What choices will be made?
A major criticism of the novel has been Sparks' use of a prologue and epilogue, each of which is in the present, eleven years after the main action. The criticism is not valid, for the prologue creates a sense of impending, but unnamed doom that heightens dramatic tension in the novel. Hints are dropped. He has brought flowers to his wife of eleven years at her workplace because they'd had an argument three months ago, the last time they had spoken and shared the same bed. As a child Travis asked his father to tell him stories with a surprise ending because these were the best ones.
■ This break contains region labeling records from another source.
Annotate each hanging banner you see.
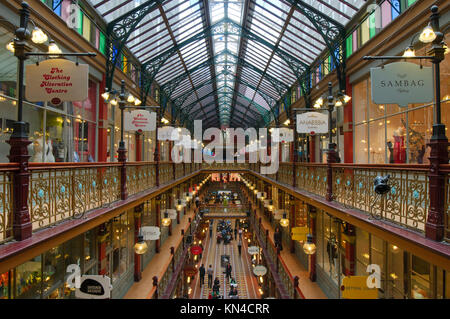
[297,112,328,135]
[291,226,309,241]
[123,110,156,132]
[161,209,177,219]
[25,59,89,105]
[271,127,294,143]
[75,275,112,299]
[247,246,259,255]
[341,276,378,299]
[256,192,267,198]
[140,226,161,240]
[273,209,287,219]
[253,265,267,276]
[370,62,434,107]
[191,246,203,255]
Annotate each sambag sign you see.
[370,62,434,107]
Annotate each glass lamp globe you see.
[48,40,62,53]
[419,25,436,43]
[303,234,316,255]
[161,213,172,227]
[31,27,48,44]
[280,213,289,227]
[6,41,14,53]
[403,46,416,58]
[134,235,148,255]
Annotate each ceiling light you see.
[419,25,436,43]
[6,41,14,53]
[161,212,172,227]
[403,46,416,58]
[134,235,148,255]
[48,40,62,53]
[303,234,316,255]
[127,94,135,103]
[31,27,48,44]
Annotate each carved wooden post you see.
[155,195,161,253]
[152,276,158,299]
[294,276,299,299]
[170,246,175,272]
[134,204,144,281]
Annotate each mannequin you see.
[394,126,406,164]
[327,234,338,274]
[32,136,55,163]
[387,141,394,164]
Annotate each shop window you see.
[15,255,42,299]
[0,271,11,299]
[111,213,134,282]
[385,244,406,299]
[355,228,370,276]
[411,255,433,299]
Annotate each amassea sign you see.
[25,59,89,105]
[370,62,434,107]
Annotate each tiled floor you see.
[189,220,260,299]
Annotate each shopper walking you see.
[207,265,214,288]
[198,264,206,286]
[225,263,233,279]
[273,227,283,251]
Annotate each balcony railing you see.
[0,162,450,242]
[28,163,120,231]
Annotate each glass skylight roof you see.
[88,0,365,126]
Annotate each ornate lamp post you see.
[364,5,449,241]
[2,1,96,240]
[314,82,351,201]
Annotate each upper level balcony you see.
[0,162,450,246]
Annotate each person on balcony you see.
[273,227,283,251]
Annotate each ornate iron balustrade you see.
[28,163,121,231]
[0,164,18,243]
[126,162,156,195]
[333,164,429,233]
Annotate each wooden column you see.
[134,204,144,282]
[155,195,161,253]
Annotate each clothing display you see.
[394,127,406,164]
[31,137,55,163]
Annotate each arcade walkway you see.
[189,219,261,299]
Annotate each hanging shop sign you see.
[247,246,259,255]
[297,112,328,135]
[191,246,203,255]
[253,265,267,276]
[370,62,434,107]
[271,127,294,143]
[123,110,156,132]
[141,226,161,240]
[75,275,112,299]
[256,192,267,198]
[183,265,198,277]
[291,226,309,241]
[273,209,287,219]
[161,209,177,219]
[25,59,89,105]
[341,276,378,299]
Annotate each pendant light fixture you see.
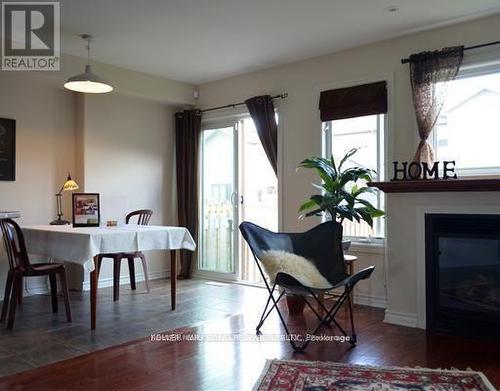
[64,34,113,94]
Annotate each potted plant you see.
[299,148,384,227]
[286,148,384,314]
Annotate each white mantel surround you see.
[385,191,500,329]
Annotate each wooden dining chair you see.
[97,209,153,301]
[0,219,71,330]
Sparks said at a recent reading that he always knows the twist, the surprise which ends his novels, when he begins writing. This twist will, compared to his other emotionally charged novels, unleash a torrent of tears, Niagara Falls on steroids. But, the emotion will be emotionally cleansing for it involves a choice each of us is likely to face one day. How do we meet the curveball Life throws us from time to time? What choice will Travis make?
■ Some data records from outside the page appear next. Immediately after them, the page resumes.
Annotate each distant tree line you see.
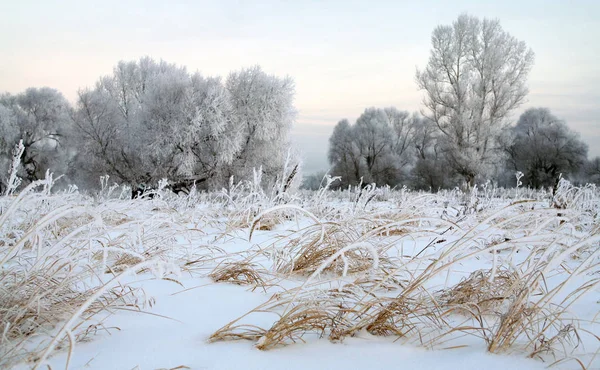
[0,57,296,192]
[318,15,600,191]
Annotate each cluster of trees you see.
[324,15,600,190]
[0,57,296,192]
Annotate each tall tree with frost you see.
[328,119,364,187]
[0,87,70,186]
[416,14,534,185]
[74,57,294,191]
[220,66,296,186]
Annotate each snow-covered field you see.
[0,181,600,370]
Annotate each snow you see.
[0,181,600,370]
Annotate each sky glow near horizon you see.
[0,0,600,173]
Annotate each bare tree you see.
[0,87,71,188]
[416,14,534,185]
[507,108,588,188]
[329,107,421,186]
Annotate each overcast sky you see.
[0,0,600,173]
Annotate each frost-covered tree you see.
[328,119,365,187]
[507,108,588,188]
[74,57,294,191]
[411,117,456,191]
[220,66,297,183]
[416,14,533,185]
[0,87,70,186]
[329,107,422,187]
[584,157,600,185]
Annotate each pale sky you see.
[0,0,600,173]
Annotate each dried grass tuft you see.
[438,269,522,313]
[210,262,265,286]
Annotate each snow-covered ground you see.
[0,178,600,370]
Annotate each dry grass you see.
[210,262,266,287]
[437,269,522,314]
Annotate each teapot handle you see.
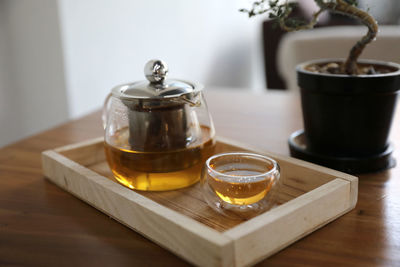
[101,93,112,130]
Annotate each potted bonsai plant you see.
[241,0,400,173]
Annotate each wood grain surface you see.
[0,90,400,266]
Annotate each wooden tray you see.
[42,138,358,266]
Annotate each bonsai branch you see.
[240,0,378,75]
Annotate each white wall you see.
[59,0,265,117]
[0,0,68,146]
[0,0,265,147]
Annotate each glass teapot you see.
[103,60,215,191]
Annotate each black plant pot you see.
[291,59,400,173]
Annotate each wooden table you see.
[0,90,400,266]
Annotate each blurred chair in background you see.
[277,26,400,90]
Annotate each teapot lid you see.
[112,59,203,100]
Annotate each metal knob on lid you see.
[144,59,168,83]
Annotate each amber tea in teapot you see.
[103,60,215,191]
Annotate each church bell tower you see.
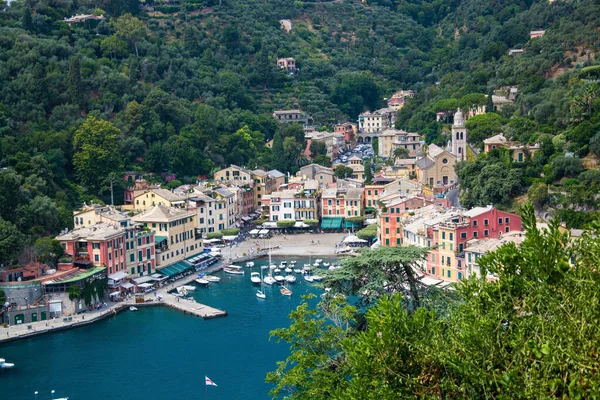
[452,108,468,161]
This is the stuff of serious romance novels. In just a few days-I'm not giving anything away; you know it will happen-Gabby and Travis fall in love. She resists with all her might, but the inexorable flow of the ocean is working against her. Shortly after meeting her, Travis "knew that the solitary journey he'd been on for years had somehow reached its end." Both know that snap decisions can be made, can be exactly right, and powerfully enduring.
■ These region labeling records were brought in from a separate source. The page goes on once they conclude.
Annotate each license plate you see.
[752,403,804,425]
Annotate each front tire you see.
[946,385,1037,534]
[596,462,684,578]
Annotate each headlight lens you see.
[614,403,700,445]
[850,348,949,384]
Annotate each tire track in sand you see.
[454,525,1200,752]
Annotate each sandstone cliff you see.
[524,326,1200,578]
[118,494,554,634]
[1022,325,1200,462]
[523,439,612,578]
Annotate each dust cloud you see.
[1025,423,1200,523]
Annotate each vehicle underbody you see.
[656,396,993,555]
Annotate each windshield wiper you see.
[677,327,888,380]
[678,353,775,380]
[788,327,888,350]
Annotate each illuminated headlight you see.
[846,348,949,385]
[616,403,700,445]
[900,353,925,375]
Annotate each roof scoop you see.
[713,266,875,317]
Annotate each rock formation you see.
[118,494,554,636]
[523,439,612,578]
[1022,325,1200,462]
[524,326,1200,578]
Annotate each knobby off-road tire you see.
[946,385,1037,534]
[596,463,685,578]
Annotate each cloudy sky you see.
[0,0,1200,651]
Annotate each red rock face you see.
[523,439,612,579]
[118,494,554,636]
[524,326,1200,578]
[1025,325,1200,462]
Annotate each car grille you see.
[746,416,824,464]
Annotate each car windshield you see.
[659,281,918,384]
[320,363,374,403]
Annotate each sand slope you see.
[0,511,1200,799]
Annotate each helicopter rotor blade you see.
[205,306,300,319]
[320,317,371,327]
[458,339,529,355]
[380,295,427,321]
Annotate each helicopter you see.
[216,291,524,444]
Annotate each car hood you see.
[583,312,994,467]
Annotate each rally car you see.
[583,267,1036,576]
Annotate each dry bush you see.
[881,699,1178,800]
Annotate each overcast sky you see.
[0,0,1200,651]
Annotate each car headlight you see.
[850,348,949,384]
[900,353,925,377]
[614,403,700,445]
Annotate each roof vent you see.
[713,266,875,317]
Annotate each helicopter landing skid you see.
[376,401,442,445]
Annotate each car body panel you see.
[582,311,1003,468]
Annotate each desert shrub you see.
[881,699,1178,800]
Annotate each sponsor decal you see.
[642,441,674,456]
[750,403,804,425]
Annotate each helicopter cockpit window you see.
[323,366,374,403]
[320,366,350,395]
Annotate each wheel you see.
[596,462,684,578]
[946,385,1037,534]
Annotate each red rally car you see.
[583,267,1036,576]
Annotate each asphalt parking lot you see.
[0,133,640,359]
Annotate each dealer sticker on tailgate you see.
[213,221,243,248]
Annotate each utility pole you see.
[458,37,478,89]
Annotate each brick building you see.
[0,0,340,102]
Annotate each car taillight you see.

Sparks was scheduled recently for a 7:00 p.m. book reading and signing. By 11:15 a.m. 15 people were already in line to secure a cared for their place in the signing line. One couple had driven 5 hours and arrived at 8:00 a.m.! Everyone was told to come back no later than 2:00 because Sparks would start speaking and signing about 3:00. By 2:00 nearly 150 were already in line, about 5 of them being men. By 3:00 when he began to speak, the line was snaking across the store. He indicated that about 6,000 books would be sold by the time he finished signing around 10:00 p.m.
Comments from a number of women outline the reasons why Sparks' novels and the movies made from them are so popular. "He always has a good story." "You get the message and it flows. He really understands women." "There is always a clear theme but he does not write to a formula." "It is remarkable that he seems so grounded after 12 books." Perhaps the most prescient comment was by the woman who noted, "Life gets turned around by someone, a catalyst, who melts the other person's wall." That is true here, but the catalyst is a bit surprising, even for Sparks.
Sparks provided an update to an adoring audience-a woman of indeterminate age gushed that he looked so buff, that he had clearly been working out. Nights in Rodanthe, starring Richard Gere, Diane Lane, and Chris Meloni, should be out in June 2008. Much of it was actually filmed on location on the North Carolina coast. His next book will be about a veteran and should come out next fall; he'll start writing in about a month. Dear John is most likely the next movie, but it has to start no later than March 1 due to an impending full strike in Hollywood. He will write a sequel to this novel.
Sparks continues to live in New Bern, North Carolina with his wife and 5 children. He is heavily invested in the life of the community. In addition to providing a track for the high school, which has won the state outdoor track title the last two years, he has begun a charter school for grades 3-8 with 200 students. He has written seven number 1 books. More than 50 million copies of his books are in print.